Portfolio Thoughts (Sept. 2017)

Time again for my monthly examination of the dividend Portfolio, and deciding what actions I might take to improve it, if any.

This past month has been rather quiet in terms of portfolio activity… just one purchase (HRL), about 1 month ago, and no sales (which should be infrequent anyway).

I haven’t made any decision with regard to FAST or GWW, and possibly consolidating on just one.  To be honest, time has been limited this past month, so I haven’t delved into it.  However, I’m not in any rush to decide.  Perhaps next month I can take that ‘closer look’ I’ve talked about.

I’m still looking to increase the size my Information Technology investment.  As for existing holdings, I think I’ve got more than enough QCOM at this point, so I’m not looking to add there.  I’m happy with my SWKS and CTSH position sizes as well.    Thus, I will have to look outside my current tech holdings if I’m going to increase the amount invested in that sector.  Recent candidate CSCO has run away from me a bit recently, so I’m taking a wait and see approach there.

CAH still looks interesting to me at the current level – $67-$68.  This is actually a tad lower than my last purchase price.  I could see adding a few more shares around $65 if it declines to that point.

Utility SCANA (SCG) has dropped over 20% this calendar year, in part due to a failed nuclear project they’d been investing in.  So, I’ll monitor SCG as well, and consider incrementally adding more.

As mentioned a couple of months ago, I’m still looking to trim the OHI position a bit, should it get over $35 again.  In the meantime, I’m happy to keep collecting the dividends!

Thanks to recent reinvested dividends, the portfolio crossed $7,000 in annual forward dividend income… a nice milestone!  I’m still hoping to reach $7,200, or a nice round $600/mo by year’s end.

Any big changes in your portfolio recently?  Any tech names you think I should investigate at this point in time?


8 thoughts on “Portfolio Thoughts (Sept. 2017)

  1. Very wise to evaluate your portfolio. I’m still building up, but am going to do an overview post shortly.

    7k annually is amazing!

    1. Sounds good… I’ll be watching for the overview post. Your portfolio may be still be building up, but it will amaze you as it continues to grow. You appear to be on a great path.

  2. Nice portfolio update. I agree with FiscalVoyage. IBM and DIS are a couple that I’m looking into as well. In fact, I bought some more DIS a month ago or so when they dropped after the announcement that they were pulling their content from Netflix. Also consider CSCO. I own them in my Roth account and might be purchasing more of them come the new year.


    1. Thanks, Scott. I owned DIS many years ago, before I focused on setting up the dividend portfolio I have today. I’ve always liked DIS, but never got back in. I see they’ve recently dipped under $100/sh for the first time this year. Perhaps it’s time to follow the stock more closely. CSCO has been on my radar for the past few months… perhaps if they get down to $30 again.

  3. Wow. $7,000 is quite the achievement. I recently added CAH during the quarter to take advantage of their pricing levels.
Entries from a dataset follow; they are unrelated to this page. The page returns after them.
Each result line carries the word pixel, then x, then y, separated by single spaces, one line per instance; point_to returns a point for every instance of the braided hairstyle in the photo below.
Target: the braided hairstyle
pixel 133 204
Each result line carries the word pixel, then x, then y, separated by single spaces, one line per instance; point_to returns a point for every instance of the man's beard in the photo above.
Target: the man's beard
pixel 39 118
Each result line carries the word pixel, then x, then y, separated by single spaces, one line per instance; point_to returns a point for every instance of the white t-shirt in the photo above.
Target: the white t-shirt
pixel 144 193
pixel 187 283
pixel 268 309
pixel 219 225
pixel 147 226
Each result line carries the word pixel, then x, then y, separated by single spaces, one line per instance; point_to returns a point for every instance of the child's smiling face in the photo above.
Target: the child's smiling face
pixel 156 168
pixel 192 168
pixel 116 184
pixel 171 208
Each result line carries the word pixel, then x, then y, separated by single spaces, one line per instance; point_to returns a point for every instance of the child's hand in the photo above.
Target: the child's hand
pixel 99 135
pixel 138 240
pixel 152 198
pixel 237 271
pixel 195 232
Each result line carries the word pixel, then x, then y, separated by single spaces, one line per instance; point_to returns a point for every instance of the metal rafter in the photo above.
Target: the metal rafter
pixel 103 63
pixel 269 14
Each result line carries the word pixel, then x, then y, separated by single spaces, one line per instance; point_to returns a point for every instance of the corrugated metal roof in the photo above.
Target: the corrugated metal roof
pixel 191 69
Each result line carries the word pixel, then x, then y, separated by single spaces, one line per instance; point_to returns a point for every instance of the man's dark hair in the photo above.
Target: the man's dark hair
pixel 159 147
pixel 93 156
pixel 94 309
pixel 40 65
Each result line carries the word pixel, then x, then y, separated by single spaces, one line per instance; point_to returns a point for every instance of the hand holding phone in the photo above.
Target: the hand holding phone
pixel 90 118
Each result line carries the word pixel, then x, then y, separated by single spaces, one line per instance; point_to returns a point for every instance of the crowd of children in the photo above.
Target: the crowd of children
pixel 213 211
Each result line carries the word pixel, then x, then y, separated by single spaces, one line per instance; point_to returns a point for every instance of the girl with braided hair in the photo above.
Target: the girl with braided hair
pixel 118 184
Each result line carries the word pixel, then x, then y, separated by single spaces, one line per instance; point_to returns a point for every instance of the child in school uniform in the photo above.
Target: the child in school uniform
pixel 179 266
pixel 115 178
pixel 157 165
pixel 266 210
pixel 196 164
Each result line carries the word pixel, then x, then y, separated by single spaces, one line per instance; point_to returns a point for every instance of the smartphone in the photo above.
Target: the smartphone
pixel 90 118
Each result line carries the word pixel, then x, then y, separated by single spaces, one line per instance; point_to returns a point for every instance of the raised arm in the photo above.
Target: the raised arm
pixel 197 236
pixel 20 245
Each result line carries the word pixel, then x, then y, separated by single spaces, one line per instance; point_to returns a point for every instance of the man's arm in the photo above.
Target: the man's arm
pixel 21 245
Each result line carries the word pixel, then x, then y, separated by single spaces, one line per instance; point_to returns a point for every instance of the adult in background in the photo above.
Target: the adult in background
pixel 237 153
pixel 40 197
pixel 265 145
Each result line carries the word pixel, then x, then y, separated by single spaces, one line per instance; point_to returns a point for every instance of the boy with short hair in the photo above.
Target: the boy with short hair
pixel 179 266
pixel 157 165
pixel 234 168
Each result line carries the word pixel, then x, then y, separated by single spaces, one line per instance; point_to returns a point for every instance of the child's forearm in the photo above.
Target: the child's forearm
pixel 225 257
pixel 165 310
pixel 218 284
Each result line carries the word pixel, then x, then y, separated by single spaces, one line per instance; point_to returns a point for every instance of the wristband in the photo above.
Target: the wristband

I’m content with the position I have built and am now looking towards other positions. One thing I always consider is that a positions weight in your portfolio will change over time. Sure it may be a large position now, but it will decrease as a percent of your total portfolio as you continue to add elsewhere. That always makes me feel when I develop one really large position.

    Keep making moves and keep on adding to these great companies!


    1. Thanks, Bert. I plan to reach $8K next year, then onward and upward from there. You are correct… a position weighting will decrease naturally if continuing to add elsewhere in the portfolio. I just need to watch out for the weighting decrease that happens quickly due to poor stock performance…. I’m getting some of that now with SCG. I’ll have to continue to monitor things there. By the way, I like your addition of CAH. As you said, keep adding to those great companies.